A ruined cottage adjoins at the bottom of the dike. This is a lovely and peaceful spot, provided one likes living in a somewhat remote and isolated location. For the people who once lived here it would not have been a question of choice but rather a matter of practicality, because the cottage was in all likelihood built as a home for the marshman and pump keeper and his family. It is interesting to observe, I thought, how the thatch was laid, and also to see the long stakes that had held it in place still firmly embedded in the rafters.











Needless to say that there appears to have been no mains water supply and no electricity. The largest (and only) downstairs room in the small cottage is the living room which had a big fireplace at one end. Beside it, to the right, is a bricked-in rectangular space, the purpose of which I do not know. 











The bedroom was situated in the loft above, with a narrow staircase leading up to it. It would have been cosy and warm up there. There was a kitchen and scullery extension out back, with a privy added at the corner. 






View into the kitchen ...


























... and out of the kitchen window






The empty privy






When the drainage pump became redundant the family would have moved out.
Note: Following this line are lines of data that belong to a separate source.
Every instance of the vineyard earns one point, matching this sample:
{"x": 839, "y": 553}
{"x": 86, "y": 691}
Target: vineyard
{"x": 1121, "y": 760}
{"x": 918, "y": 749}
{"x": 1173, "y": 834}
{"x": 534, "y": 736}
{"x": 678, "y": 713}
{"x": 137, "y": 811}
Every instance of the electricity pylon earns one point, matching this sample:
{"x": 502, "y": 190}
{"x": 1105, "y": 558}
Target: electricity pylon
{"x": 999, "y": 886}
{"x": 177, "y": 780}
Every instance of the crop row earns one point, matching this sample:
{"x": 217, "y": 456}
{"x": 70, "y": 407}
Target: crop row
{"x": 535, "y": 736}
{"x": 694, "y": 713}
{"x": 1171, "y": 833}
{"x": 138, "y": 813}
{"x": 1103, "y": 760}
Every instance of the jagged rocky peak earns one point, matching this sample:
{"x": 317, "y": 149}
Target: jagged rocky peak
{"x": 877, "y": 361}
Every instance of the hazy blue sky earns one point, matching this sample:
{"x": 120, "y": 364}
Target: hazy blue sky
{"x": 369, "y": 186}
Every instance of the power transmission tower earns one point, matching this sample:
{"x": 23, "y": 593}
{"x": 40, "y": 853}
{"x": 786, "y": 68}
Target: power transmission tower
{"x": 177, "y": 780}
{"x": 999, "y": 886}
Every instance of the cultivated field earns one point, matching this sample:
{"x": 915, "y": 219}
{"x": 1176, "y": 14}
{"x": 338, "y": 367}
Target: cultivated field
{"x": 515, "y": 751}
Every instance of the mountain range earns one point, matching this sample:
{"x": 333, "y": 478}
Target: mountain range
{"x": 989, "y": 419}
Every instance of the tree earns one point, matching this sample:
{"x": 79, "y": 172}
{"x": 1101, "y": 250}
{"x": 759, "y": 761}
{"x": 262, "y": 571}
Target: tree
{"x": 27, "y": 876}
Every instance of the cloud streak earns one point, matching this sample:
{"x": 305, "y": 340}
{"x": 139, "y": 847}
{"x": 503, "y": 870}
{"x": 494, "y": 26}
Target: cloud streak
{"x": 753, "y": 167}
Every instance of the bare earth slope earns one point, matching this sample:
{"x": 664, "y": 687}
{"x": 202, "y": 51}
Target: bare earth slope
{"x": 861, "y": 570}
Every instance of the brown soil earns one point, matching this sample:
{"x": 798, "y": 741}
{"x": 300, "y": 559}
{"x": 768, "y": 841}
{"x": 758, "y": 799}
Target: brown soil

The cottage has been standig empty ever since. It is subsiding and there are large cracks in the walls. The thatch on the main roof is almost entirely gone and the corrugated roof covering the extension has fallen in. Brambles and weeds are growing over the broken and rotting roof timbers, the glassless windows and the flaking paint. 
















It still is a lovely and peaceful spot.


----------



## kathyms (Jun 14, 2011)

*cottage*

a lovely find. it must have been a lonely life but as a family they would have been close. i cant imagine liveing without running water or at least a pump in the yard. again thank you


----------



## hamishsfriend (Jun 14, 2011)

kathyms said:


> a lovely find. it must have been a lonely life but as a family they would have been close. i cant imagine liveing without running water or at least a pump in the yard. again thank you



Thanks, glad you enjoyed. I would imagine that they fetched their water from the river, only a few steps away.


----------



## smiler (Jun 20, 2011)

Another lovely find HF, I loved it, keep them coming, Thanks


----------



## Acebikerchick (Jun 20, 2011)

Wonderful place and photos...


----------



## manof2worlds (Jun 25, 2011)

Rather than start a new thread, I thought I would, once again, add to Hamish's. After seeing Hamish's excellent pictures, I took a long and leisurely walk to this little location. It's a pure delight and relatively untouched. The drainage mill enjoys a prominent position on the River Bure, but the cottage is nicely out of sight.

The morning of my visit was quite interesting weather wise, the clouds soon pulled over and the wind was quite strong, so I am planning a return visit soon to capture the mill again.

So, to the pics:

1.




Marshman's Cottage and Drainage Mill, River Bure, Norfolk, U.K. by manof2worlds, on Flickr

2.




Marshman's Cottage and Drainage Mill, River Bure, Norfolk, U.K. by manof2worlds, on Flickr

3. What remains of the staircase.




Marshman's Cottage and Drainage Mill, River Bure, Norfolk, U.K. by manof2worlds, on Flickr

4.




Marshman's Cottage and Drainage Mill, River Bure, Norfolk, U.K. by manof2worlds, on Flickr

5.




Marshman's Cottage and Drainage Mill, River Bure, Norfolk, U.K. by manof2worlds, on Flickr

6. I couldn't resist taking a look at the upstairs - let me tell you that the building isn't particularly stable ;-)




Marshman's Cottage and Drainage Mill, River Bure, Norfolk, U.K. by manof2worlds, on Flickr

7. Underside of the staircase




Marshman's Cottage and Drainage Mill, River Bure, Norfolk, U.K. by manof2worlds, on Flickr

8. The drainage mill




Marshman's Cottage and Drainage Mill, River Bure, Norfolk, U.K. by manof2worlds, on Flickr

9. I couldn't resist a little creativity ;-)




Marshman's Cottage and Drainage Mill, River Bure, Norfolk, U.K. by manof2worlds, on Flickr


----------



## smiler (Jun 25, 2011)

Oh well done for getting a pic of the upstairs, HF was right it would have been warm and cosy up there, well it seems as if it would from this distance in time but on a freezing cold winters night back then maybe not. Thanks for Sharing.


----------